Consumer AI chatbots falter when used to make medical diagnoses, particularly when faced with incomplete information, according to new research highlighting the risks of relying on them as digital doctors. The results were published in the Financial Times.
The study finds that leading large language models struggle to suggest a range of possible diagnoses when patient data is limited, frequently narrowing too quickly to a single answer.
The results point to a broader limitation in AI: While chatbots can identify likely conditions once a case is fully specified, they are less reliable at the earlier, more uncertain stages of clinical reasoning.
The findings highlight the dangers of relying on the technology alone to pinpoint health problems, particularly in cases where the data that users input may be vague or patchy.

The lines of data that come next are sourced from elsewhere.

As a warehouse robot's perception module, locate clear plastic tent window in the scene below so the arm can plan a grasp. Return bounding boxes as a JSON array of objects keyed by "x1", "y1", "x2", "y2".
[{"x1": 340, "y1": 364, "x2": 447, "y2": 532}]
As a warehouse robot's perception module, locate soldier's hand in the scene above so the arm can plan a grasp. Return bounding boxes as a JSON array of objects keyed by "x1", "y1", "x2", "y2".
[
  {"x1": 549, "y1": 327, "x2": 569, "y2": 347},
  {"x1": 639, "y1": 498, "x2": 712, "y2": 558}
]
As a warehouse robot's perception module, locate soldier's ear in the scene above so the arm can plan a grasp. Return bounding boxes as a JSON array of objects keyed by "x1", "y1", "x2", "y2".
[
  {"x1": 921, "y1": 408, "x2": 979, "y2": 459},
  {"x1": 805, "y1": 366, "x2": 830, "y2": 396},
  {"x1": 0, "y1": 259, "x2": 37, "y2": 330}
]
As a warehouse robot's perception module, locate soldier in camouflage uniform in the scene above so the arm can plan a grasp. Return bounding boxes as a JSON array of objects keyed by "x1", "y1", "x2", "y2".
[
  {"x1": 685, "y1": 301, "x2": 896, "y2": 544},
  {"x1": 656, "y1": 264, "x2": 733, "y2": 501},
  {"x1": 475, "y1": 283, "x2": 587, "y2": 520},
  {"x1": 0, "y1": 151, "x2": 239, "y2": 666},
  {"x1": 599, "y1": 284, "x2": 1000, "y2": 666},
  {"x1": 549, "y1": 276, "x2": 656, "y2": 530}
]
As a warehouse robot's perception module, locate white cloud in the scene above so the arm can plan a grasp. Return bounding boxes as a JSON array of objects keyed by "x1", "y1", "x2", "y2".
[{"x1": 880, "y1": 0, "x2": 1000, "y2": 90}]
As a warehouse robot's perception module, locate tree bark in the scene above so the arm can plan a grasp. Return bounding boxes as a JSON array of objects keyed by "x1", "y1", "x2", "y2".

“These models are great at naming a final diagnosis once the data is complete, but they struggle at the open-ended start of a case, when there isn’t much information,” said Arya Rao, the study’s lead author and a researcher at the Massachusetts-based Mass General Brigham healthcare system.
The researchers evaluated 21 LLMs, including leading models by OpenAI, Anthropic, Google, xAI and DeepSeek. It found that failure rates exceeded 80 percent for all models when they needed to do so-called differential diagnosis — when full patient information was lacking.
The failure rates fell to less than 40 percent for final diagnoses with more complete data, with the best performers exceeding 90 percent accuracy.